Son mari, que choquait un peu cet amour du clinquant, répétait souvent : « Ma chère, quand on n’a pas le moyen de se payer des bijoux véritables, on ne se montre parée que de sa beauté et de sa grâce, voilà encore les plus rares joyaux. »
Mais elle souriait doucement et répétait : « Que veux-tu ? J’aime ça. C’est mon vice. Je sais bien que tu as raison ; mais on ne se refait pas. J’aurais adoré les bijoux, moi ! »
Et elle faisait rouler dans ses doigts les colliers de perles, miroiter les facettes de cristaux taillés, en répétant : Mais regarde donc comme c’est bien fait. On jurerait du vrai. »
Il souriait en déclarant : « Tu as des goûts de Bohémienne. »
Quelquefois, le soir, quand ils demeuraient en tête à tête au coin du feu, elle apportait sur la table où ils prenaient le thé la boîte de maroquin où elle enfermait la « pacotille, » selon le mot de M. Lantin ; et elle se mettait à examiner ces bijoux imités avec une attention passionnée, comme si elle eût savouré quelque jouissance secrète et profonde ; et elle s’obstinait à passer un collier au cou de son mari pour rire ensuite de tout son cœur en s’écriant : « Comme tu es drôle ! » Puis elle se jetait dans ses bras et l’embrassait éperdument.
Comme elle avait été à l’Opéra, une nuit d’hiver, elle rentra toute frissonnante de froid.
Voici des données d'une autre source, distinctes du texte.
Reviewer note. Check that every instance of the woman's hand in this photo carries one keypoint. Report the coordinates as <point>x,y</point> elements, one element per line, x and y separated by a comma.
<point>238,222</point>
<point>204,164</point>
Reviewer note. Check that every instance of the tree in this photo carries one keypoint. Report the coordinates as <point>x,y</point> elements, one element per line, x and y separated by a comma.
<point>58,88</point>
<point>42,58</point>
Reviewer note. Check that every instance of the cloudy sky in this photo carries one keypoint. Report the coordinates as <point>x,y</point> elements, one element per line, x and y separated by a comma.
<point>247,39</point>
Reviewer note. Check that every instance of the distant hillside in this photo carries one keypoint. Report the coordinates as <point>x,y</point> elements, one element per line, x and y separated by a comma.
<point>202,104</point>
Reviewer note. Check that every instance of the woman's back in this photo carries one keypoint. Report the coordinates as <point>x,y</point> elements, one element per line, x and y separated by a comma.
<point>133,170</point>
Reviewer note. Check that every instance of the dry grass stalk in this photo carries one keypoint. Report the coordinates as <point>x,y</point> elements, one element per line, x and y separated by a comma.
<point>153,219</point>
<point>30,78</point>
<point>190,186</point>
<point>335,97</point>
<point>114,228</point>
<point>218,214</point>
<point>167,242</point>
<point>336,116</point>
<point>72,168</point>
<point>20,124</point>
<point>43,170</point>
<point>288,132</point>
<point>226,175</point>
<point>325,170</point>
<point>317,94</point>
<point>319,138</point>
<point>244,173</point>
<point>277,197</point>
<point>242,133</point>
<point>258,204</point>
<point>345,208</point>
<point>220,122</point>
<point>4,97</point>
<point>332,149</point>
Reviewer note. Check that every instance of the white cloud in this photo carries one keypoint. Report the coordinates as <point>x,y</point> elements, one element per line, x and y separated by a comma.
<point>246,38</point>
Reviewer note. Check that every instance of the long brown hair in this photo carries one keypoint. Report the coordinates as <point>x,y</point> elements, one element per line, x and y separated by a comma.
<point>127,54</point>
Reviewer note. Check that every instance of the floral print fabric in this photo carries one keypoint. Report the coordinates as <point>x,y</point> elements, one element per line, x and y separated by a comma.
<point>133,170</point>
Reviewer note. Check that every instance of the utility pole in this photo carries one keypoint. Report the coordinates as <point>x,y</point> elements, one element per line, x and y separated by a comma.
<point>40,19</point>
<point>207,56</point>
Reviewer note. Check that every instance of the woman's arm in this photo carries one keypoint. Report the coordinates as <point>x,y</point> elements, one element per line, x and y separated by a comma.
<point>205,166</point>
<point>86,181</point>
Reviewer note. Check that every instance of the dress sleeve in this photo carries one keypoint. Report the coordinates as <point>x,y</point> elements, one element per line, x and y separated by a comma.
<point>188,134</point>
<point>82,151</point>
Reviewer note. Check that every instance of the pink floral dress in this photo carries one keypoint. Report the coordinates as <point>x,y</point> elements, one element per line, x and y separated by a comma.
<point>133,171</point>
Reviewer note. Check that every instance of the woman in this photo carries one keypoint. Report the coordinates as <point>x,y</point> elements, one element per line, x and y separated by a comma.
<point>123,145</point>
Le lendemain elle toussait. Huit jours plus tard elle mourait d’une fluxion de poitrine.
Lantin faillit la suivre dans la tombe. Son désespoir fut si terrible que ses cheveux devinrent blancs en un mois. Il pleurait du matin au soir, l’âme déchirée d’une souffrance intolérable, hanté par le souvenir, par le sourire, par la voix, par tout le charme de la morte.
Le temps n’apaisa point sa douleur. Souvent pendant les heures du bureau, alors que les collègues s’en venaient causer un peu des choses du jour, on voyait soudain ses joues se gonfler, son nez se plisser, ses yeux s’emplir d’eau ; il faisait une grimace affreuse et se mettait à sangloter.
Il avait gardé intacte la chambre de sa compagne où il s’enfermait tous les jours pour penser à elle ; et tous les meubles, ses vêtements mêmes demeuraient à leur place comme ils se trouvaient au dernier jour.
Mais la vie se faisait dure pour lui. Ses appointements, qui, entre les mains de sa femme, suffisaient aux besoins du ménage, devenaient, à présent, insuffisants pour lui tout seul. Et il se demandait avec stupeur comment elle avait su s’y prendre pour lui faire boire toujours des vins excellents et manger des nourritures délicates qu’il ne pouvait plus se procurer avec ses modestes ressources.
Il fit quelques dettes et courut après l’argent à la façon des gens réduits aux expédients. Un matin enfin, comme il se trouvait sans un sou, une semaine entière avant la fin du mois, il songea à vendre quelque chose ; et tout de suite la pensée lui vint de se défaire de la « pacotille » de sa femme, car il avait gardé au fond du cœur une sorte de rancune contre ces « trompe-l’œil » qui l’irritaient autrefois. Leur vue même, chaque jour, lui gâtait un peu le souvenir de sa bien-aimée.